Are NovoLog and Humalog Interchangeable?

Mario M. Zeolla, PharmD, BCPS


April 20, 2007


What is the relationship between NovoLog and Humalog? Molecular structure aside, can they be directly substituted for each other?

Response From Expert

Mario M. Zeolla, PharmD, BCPS 
Associate Professor, Department of Pharmacy Practice, Albany College of Pharmacy, New York; Patient Care Pharmacist, Eckerd Patient Care Center, Loudonville, New York

Insulin aspart (NovoLog, made by Novo Nordisk) and insulin lispro (Humalog, made by Eli Lilly) are rapid-acting insulin analogs indicated for treatment of type 1 and type 2 diabetes. Some institutions do substitute these agents for one another. Their pharmacokinetic parameters as reported in the product information are very similar.[1,2] A number of small clinical trials have been performed comparing their pharmacokinetic and pharmacodynamic profiles, which suggest that few meaningful differences exist between the 2 products.

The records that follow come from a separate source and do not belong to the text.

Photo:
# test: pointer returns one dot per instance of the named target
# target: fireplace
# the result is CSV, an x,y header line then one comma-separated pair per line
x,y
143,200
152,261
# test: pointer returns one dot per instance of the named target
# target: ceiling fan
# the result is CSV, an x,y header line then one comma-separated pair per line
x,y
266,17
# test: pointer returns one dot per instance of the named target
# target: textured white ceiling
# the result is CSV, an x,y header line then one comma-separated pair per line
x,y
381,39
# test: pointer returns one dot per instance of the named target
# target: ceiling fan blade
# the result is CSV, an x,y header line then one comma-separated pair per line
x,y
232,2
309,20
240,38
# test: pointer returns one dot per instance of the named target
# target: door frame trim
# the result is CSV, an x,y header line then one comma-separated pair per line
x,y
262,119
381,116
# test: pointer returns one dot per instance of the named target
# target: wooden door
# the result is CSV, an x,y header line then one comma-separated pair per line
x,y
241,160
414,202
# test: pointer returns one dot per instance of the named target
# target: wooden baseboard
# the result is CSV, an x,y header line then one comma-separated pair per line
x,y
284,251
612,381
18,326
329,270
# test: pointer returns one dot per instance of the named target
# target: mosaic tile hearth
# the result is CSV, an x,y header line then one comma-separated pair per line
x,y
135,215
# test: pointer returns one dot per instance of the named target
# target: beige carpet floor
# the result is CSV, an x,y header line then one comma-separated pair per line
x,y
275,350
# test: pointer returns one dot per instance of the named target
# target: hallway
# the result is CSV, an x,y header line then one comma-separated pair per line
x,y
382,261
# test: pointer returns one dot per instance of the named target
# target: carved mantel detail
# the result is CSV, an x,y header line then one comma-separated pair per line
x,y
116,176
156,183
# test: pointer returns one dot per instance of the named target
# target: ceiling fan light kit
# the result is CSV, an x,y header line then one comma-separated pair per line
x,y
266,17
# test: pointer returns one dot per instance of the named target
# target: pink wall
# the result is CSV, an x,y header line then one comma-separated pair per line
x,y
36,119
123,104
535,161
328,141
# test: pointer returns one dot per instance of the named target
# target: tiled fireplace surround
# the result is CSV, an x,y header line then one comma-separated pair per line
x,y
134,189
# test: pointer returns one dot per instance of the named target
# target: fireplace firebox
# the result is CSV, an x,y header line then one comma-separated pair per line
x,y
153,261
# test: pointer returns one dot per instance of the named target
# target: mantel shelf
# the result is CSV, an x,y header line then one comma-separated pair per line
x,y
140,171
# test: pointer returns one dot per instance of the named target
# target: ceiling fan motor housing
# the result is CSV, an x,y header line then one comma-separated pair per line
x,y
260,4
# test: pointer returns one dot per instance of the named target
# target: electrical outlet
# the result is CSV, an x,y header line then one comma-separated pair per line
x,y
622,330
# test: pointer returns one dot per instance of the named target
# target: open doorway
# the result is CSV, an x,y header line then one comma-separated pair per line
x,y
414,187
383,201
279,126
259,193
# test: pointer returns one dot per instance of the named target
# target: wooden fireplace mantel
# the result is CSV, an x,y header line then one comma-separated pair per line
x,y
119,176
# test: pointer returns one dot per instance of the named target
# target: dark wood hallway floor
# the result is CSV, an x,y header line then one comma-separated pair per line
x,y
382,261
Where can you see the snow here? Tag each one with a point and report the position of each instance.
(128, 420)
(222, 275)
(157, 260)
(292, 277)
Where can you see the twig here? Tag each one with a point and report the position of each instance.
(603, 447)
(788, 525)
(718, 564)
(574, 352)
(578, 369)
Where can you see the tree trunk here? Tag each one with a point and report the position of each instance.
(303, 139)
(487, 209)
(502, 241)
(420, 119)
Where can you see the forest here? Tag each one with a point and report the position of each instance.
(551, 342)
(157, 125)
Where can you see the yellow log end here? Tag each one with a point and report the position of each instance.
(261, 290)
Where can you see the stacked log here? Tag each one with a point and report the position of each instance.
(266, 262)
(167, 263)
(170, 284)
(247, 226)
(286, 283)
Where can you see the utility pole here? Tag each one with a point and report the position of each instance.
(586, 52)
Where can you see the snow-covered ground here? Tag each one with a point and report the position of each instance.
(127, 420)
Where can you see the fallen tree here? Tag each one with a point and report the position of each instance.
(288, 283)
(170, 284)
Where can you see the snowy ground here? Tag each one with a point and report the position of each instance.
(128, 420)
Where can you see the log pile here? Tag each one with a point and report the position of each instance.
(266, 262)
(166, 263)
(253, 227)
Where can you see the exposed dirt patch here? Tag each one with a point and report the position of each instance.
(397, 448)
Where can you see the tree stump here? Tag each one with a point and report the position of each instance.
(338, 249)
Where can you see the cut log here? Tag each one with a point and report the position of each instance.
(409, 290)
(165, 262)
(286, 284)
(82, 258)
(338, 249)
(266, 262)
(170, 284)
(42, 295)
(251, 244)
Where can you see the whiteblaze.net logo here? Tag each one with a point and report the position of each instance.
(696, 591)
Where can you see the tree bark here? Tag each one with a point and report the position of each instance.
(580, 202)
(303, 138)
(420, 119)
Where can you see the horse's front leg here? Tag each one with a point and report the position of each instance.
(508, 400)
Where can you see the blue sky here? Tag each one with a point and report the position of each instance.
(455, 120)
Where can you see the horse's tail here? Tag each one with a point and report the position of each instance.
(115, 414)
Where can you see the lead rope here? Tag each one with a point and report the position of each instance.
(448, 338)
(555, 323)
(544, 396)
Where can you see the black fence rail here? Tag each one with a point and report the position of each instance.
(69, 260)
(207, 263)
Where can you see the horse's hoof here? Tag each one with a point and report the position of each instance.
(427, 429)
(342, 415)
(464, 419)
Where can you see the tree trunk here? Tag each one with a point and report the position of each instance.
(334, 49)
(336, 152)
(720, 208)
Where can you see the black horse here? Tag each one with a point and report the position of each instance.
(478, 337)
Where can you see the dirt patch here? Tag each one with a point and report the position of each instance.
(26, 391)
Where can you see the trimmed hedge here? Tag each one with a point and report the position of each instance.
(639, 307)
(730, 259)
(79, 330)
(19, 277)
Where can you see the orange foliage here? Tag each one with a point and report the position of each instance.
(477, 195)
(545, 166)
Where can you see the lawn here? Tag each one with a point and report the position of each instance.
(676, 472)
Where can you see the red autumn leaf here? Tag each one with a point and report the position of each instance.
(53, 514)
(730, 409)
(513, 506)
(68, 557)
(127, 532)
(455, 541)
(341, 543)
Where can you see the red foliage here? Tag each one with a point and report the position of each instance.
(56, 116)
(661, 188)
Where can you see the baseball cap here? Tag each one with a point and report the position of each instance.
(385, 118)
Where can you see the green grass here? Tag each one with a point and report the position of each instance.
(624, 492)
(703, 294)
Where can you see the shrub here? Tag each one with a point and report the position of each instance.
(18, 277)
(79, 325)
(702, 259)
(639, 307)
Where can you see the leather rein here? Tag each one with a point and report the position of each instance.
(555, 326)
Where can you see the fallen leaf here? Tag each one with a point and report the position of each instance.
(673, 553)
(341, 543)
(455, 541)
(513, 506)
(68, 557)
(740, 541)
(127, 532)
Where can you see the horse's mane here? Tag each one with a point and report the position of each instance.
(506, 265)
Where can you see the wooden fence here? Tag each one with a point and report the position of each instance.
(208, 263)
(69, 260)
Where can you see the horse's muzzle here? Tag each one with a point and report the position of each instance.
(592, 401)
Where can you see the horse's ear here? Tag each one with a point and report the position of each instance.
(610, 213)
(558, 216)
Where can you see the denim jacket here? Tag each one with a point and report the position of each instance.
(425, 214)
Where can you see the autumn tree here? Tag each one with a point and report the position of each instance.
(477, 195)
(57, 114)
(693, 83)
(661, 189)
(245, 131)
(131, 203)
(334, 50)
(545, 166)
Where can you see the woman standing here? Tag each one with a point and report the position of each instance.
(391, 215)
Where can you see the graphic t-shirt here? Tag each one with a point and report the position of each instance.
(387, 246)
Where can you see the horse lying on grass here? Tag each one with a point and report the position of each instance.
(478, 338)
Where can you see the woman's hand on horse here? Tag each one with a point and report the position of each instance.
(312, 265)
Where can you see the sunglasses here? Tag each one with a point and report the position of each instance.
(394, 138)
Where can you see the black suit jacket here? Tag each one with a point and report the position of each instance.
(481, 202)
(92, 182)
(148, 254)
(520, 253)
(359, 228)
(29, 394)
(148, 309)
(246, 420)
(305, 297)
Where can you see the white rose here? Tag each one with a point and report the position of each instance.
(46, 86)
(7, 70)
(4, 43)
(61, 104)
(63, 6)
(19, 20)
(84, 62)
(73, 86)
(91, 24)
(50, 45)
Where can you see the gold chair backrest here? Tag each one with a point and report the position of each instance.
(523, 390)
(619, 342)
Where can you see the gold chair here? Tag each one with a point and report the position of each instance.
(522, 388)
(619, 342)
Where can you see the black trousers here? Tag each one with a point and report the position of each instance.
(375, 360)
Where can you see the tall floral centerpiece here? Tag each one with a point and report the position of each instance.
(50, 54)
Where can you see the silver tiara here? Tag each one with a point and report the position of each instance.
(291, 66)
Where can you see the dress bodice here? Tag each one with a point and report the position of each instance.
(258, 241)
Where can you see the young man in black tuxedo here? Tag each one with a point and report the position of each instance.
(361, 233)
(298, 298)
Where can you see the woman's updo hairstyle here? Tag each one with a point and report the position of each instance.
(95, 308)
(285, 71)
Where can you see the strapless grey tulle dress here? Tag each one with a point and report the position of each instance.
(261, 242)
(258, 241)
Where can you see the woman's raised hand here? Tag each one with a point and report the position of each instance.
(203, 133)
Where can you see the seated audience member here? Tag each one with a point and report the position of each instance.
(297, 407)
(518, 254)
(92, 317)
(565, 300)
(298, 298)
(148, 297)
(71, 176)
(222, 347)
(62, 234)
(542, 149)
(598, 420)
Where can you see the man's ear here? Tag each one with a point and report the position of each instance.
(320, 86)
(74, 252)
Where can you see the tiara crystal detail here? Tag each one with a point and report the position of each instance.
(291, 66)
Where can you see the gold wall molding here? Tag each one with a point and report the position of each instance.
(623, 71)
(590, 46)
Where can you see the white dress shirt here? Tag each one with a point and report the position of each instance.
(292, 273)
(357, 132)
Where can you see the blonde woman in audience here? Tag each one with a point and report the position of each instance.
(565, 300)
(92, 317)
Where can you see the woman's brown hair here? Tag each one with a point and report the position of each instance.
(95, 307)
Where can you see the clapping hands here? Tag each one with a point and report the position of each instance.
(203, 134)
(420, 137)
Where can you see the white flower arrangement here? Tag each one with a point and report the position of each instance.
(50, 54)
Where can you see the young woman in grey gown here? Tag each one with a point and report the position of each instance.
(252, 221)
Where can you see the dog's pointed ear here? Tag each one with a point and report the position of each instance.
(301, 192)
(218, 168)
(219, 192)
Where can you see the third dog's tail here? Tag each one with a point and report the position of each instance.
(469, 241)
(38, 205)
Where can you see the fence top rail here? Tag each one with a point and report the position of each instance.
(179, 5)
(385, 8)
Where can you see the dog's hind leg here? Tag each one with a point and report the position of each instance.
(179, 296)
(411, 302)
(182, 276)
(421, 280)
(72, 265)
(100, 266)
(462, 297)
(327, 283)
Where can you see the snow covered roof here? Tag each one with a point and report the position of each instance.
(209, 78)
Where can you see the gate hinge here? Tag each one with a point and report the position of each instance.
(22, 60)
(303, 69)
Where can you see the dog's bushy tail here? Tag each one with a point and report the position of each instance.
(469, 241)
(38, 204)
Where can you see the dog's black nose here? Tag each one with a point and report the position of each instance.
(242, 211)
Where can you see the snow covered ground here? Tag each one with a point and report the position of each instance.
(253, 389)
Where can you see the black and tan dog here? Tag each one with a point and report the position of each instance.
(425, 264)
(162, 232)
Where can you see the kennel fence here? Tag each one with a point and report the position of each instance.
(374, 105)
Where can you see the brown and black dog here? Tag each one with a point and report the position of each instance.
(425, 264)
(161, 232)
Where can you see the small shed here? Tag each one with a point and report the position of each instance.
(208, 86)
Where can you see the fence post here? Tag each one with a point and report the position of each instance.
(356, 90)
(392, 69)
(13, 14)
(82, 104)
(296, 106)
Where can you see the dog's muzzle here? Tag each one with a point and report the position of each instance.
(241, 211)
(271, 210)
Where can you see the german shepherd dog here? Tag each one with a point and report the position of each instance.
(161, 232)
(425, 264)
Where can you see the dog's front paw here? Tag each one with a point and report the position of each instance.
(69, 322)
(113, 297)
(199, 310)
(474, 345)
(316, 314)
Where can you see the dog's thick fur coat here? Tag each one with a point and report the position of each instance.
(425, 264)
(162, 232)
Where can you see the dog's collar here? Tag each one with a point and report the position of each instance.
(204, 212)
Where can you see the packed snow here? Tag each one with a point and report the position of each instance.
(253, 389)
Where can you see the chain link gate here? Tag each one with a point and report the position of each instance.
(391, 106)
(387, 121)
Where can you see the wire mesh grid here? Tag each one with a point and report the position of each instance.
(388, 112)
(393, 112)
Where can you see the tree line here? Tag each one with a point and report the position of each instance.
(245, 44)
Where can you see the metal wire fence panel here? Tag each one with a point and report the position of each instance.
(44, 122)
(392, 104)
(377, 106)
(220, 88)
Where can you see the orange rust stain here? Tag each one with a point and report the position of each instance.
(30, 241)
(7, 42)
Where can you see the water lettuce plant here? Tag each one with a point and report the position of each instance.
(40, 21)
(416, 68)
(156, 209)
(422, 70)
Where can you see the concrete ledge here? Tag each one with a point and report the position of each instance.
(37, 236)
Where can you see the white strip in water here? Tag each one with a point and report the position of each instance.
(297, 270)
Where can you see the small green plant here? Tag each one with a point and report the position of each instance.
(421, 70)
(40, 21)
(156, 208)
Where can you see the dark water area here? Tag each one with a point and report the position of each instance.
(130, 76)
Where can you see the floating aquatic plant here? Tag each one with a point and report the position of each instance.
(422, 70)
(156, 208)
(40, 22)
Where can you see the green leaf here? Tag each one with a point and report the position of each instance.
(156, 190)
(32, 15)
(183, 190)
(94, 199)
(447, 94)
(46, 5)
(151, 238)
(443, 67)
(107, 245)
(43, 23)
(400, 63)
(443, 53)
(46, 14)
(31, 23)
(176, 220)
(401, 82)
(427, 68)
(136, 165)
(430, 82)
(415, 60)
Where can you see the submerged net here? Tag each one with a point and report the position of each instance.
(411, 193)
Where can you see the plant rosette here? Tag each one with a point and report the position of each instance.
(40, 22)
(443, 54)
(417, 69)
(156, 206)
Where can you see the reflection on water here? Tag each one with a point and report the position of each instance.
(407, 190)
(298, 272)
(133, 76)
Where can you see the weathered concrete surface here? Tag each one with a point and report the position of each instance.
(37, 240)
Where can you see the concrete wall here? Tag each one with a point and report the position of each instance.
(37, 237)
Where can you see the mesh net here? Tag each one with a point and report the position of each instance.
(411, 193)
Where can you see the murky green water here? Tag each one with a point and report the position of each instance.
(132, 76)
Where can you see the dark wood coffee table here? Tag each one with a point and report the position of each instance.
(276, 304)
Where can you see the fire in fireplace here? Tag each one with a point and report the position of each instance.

A randomized, double-blind, cross-over trial of patients with type 1 diabetes was performed to determine differences in the pharmacokinetic and pharmacodynamic profiles of insulin aspart and insulin lispro. Twenty-four subjects were given a single prandial dose of each agent tailored to individual dosing needs. Blood samples drawn before and after insulin administration demonstrated no statistical differences in relative blood glucose concentrations between the 2 agents over a 6-hour period. Similarly, there were no statistical differences in pharmacokinetic parameters, including peak insulin concentrations, insulin area-under-the-curve (AUC) at 4 and 6 hours, and time to peak insulin concentrations. The authors concluded that the 2 agents were equally effective.[3]

However, an earlier study also performed in subjects with type 1 diabetes found some differences in pharmacokinetic parameters between the 2 agents. Fourteen subjects were randomized to a single dose of each agent before a standardized breakfast, with the alternate agent given to each subject after a 5- to 21-day washout period. While there were no statistically significant differences in glucose levels or insulin AUC between the agents over a 4-hour period, insulin lispro demonstrated more rapid absorption and elimination.[4] These differences were statistically significant, but the clinical importance remains questionable, given the similar effects seen on glucose values.

A third study done in healthy volunteers had contrasting results, with insulin aspart demonstrating more rapid absorption and higher peak insulin concentrations. Again, absolute differences in pharmacokinetic parameters were statistically significant but small, and likely insignificant from a clinical standpoint.[5]

Any differences in pharmacokinetic parameters are unlikely to be clinically relevant, and as such, these 2 agents may be interchanged. However, it is important to keep in mind that the pharmacokinetics and clinical response to all insulin products can vary between individuals due to a variety of factors. Individual patients switched from 1 agent to the other should be especially cautious about monitoring their blood glucose initially after the change.

A third rapid-acting insulin analogue, insulin glulisine (Apidra, made by Aventis), recently came to market. This agent appears to be more rapidly absorbed than the other 2 drugs. Head-to-head studies comparing these agents are not available, so substituting insulin glulisine for aspart or lispro should be avoided at this point.